Ich habe auch eine CD mit Samsung HUTIL 2.10. Die Platte wird nicht erkannt.

----------

## Klaus Meier

Jetzt sag nicht, es ist ne 400er von Samsung, habe ich mir vor einer Woche gekauft. Hatten vor drei Jahren schon mal massieve Probleme und ich hab da extra noch mal nachgefragt, wie denn da so die Rückläuferquote in der letzen Zeit war...

----------

## sprittwicht

Die machen sich mit ihren derzeitigen SATA-Machwerken gehörig den guten Ruf kaputt, hab ich den Eindruck. Ein Kumpel hatte neulich auch direkt Probleme mit ner nagelneuen Samsung. Ich hab mir jetzt dummerweise eine zugelegt und kriege damit an einem Asrock-Board _nur_ Fehler. Der Smart-Zähler "Hardware_ECC_Recovered" steigt beim Betrieb ruckzuck ins Unermessliche (fängt aber nach einem Neustart wieder bei 0 an, ist das normal??), der Kernel kommt mit seinen "end_request: I/O error, dev sda, sector xxxxxx" und "sd 0:0:0:0: [sda] Result: hostbyte=0x04 driverbyte=0x00"-Meldungen gar nicht hinterher, zwischendurch gab's dann mal "EXT3-fs error (device sda1): read_block_bitmap: Cannot read block bitmap - block_group = 1909, block_bitmap = 62554112" und "WARNING: at fs/buffer.c:1154 mark_buffer_dirty()" mit einem länglichen Call trace, und mit "Buffer I/O error on device sda1, logical block 60915714", "lost page write due to I/O error on sda1" teilte mir der Kernel nach 40 Minuten Kopiererei mit, dass die Platte wohl abgeschmiert war. Er versucht dann auch noch die Platte wiederzubeleben (such mal in /var/log/messages nach "ata1: hard resetting port"), schaltet dabei auf SATA1 zurück, aber das hilft wohl alles nix.
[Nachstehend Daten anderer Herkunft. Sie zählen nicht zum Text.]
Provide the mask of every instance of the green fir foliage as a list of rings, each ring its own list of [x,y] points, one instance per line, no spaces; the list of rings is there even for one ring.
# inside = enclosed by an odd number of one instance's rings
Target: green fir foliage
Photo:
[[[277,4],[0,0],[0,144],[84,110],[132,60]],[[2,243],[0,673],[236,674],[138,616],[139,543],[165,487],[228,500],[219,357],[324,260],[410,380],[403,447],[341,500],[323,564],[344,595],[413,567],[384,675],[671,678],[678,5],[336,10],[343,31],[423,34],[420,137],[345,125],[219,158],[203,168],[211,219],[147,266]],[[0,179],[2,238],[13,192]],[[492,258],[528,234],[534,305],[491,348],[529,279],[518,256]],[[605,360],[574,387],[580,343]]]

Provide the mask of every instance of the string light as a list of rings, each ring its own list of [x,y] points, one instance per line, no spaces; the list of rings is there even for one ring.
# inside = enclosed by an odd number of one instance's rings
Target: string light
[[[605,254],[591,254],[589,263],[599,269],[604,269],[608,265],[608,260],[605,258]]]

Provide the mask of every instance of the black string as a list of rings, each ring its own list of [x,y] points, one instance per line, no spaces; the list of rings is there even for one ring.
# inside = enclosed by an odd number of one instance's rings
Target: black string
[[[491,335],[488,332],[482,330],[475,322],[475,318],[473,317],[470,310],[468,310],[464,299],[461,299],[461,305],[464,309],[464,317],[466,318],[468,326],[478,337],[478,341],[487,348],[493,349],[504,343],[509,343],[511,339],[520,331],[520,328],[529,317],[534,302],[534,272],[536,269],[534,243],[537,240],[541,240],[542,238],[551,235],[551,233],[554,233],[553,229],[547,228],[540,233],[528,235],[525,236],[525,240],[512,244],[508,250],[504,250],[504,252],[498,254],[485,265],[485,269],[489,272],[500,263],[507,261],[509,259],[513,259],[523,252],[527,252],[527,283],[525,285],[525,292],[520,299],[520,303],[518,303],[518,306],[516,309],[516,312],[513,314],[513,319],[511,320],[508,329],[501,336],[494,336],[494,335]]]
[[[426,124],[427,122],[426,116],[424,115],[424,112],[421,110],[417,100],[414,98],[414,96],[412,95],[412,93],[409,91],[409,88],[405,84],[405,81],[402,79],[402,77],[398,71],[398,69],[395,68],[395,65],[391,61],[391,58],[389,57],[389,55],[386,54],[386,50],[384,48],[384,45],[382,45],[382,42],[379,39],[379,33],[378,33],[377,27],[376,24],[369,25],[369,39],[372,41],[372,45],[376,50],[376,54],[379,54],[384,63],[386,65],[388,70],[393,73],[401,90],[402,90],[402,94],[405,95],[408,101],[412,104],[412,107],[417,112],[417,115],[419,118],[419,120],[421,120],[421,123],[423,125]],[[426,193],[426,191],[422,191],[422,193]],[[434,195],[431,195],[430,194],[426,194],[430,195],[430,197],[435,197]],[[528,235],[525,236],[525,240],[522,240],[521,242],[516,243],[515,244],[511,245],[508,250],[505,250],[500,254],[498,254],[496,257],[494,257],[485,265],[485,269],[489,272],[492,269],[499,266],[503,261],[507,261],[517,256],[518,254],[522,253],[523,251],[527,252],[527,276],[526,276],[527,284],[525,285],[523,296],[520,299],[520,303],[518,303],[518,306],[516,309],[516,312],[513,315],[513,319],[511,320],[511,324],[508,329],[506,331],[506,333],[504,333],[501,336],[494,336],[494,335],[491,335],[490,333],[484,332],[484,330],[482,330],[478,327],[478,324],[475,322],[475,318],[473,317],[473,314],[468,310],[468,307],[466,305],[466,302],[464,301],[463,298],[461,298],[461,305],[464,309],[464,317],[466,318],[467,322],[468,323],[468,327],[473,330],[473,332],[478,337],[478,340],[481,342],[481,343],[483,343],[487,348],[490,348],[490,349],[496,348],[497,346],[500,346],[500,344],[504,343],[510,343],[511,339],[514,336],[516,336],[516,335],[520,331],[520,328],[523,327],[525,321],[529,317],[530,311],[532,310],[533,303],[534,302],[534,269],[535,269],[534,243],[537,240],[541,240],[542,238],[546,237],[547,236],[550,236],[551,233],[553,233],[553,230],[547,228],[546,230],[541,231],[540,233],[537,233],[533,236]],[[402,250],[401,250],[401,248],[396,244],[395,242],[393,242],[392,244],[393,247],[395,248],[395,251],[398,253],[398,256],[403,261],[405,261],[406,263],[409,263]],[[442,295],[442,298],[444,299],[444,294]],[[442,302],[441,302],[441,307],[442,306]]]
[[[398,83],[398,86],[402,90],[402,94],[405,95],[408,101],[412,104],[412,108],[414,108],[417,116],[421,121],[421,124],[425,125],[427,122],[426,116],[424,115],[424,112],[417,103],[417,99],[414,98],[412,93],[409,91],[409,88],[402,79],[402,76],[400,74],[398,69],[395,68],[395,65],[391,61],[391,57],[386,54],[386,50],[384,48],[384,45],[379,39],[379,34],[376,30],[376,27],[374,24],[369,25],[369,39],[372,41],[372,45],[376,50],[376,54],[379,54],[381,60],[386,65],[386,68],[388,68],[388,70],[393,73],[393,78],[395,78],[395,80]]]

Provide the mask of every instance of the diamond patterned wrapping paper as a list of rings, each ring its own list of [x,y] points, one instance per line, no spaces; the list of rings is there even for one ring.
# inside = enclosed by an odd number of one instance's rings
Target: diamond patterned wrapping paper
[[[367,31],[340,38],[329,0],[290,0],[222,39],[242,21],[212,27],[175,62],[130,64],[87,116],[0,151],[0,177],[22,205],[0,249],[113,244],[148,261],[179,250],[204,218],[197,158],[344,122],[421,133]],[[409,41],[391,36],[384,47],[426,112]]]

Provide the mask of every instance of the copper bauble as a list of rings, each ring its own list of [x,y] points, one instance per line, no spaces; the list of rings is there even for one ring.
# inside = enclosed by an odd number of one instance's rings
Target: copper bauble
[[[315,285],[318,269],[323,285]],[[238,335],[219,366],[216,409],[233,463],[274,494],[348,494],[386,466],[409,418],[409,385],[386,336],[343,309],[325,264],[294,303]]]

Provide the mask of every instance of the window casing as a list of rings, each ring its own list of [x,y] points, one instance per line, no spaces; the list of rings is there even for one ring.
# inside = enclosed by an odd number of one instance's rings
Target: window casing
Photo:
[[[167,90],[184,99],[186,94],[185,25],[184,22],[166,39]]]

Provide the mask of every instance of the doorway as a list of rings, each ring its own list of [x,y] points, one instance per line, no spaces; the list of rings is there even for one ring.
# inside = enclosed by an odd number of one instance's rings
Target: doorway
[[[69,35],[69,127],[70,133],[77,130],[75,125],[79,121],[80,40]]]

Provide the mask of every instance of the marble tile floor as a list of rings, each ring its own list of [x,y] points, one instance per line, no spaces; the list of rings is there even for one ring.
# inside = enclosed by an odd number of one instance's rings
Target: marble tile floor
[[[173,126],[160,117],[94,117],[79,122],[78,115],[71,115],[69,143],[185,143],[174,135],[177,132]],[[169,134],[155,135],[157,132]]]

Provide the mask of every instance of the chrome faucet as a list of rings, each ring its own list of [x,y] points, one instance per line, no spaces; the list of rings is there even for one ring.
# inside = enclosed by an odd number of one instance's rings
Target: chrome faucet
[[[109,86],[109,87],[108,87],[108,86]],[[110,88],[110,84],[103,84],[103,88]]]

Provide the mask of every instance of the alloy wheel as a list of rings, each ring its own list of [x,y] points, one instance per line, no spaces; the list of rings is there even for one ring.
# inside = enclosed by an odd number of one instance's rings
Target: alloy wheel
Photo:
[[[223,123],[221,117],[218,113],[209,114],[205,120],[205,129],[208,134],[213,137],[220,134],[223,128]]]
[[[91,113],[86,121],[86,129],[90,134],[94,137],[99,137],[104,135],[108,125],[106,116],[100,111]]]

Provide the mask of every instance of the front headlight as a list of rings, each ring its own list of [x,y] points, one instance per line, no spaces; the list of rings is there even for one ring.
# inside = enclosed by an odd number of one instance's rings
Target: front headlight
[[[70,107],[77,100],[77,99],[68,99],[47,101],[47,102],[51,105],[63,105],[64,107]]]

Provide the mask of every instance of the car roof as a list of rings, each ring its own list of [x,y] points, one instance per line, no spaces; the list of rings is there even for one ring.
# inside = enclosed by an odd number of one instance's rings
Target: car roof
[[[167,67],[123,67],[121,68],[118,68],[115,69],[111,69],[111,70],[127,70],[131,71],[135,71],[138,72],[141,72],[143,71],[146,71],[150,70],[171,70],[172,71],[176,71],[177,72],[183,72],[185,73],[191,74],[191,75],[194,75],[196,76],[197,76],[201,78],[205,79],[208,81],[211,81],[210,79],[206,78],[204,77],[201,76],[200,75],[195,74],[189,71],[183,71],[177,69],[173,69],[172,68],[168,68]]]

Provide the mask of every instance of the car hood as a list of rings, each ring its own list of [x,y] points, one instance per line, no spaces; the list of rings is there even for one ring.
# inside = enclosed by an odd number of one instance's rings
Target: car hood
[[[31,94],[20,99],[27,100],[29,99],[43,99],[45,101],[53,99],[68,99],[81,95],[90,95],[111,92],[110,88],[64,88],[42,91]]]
Unter Windows XP wurde sie erst gar nicht erkannt, Samsungs hutil oder wie das heißt meldete bei "Check M.C." (wofür steht überhaupt M.C.??) ecc errors, das BIOS ist danach bei Neustarts immer an der Stelle eingefroren, an der eigentlich die Laufwerke aufgelistet werden sollen. Reset half dann nichts, Computer ausschalten, paar Minuten warten, dann kam er zumindest wieder über's BIOS hinaus.

Man merkt vielleicht, ich habe gerade eine ziemliche Krawatte bezüglich Samsung.

Werde das Ding noch mit einem anderen Mainboard testen, dann geht's mit unfreundlichem Gruß zurück zum Hersteller. 

@flammenflitzer: Laut einigen Foren könnte es helfen, ein anderes SATA-Kabel zu benutzen, weil die Dinger wohl _extrem_ anfällig gegen elektrische Störungen sind. Frag mich ob das ein Samsung-Problem ist oder ein genereller Designfehler von SATA, dass z.B. keine bessere Schirmung der Kabel verbindlich vorgeschrieben wurde. Einigen Leuten half auch das Runterschrauben auf SATA1, wenig überraschend treten die Störungen bei langsamerer Geschwindigkeit der Schnittstelle wohl seltener auf. Das würde ich aber nicht als Lösung oder Workaround betrachten, sondern als blanke Frechheit, da SATA2 anscheinend nicht so wirklich ausgereift ist.

Mich würden ja mal Erfahrungen anderer SATA2-Benutzer interessieren, insbesondere wie gesagt ob das eher ein Samsung-Problem ist oder ob sich das bei anderen Herstellern auch häuft.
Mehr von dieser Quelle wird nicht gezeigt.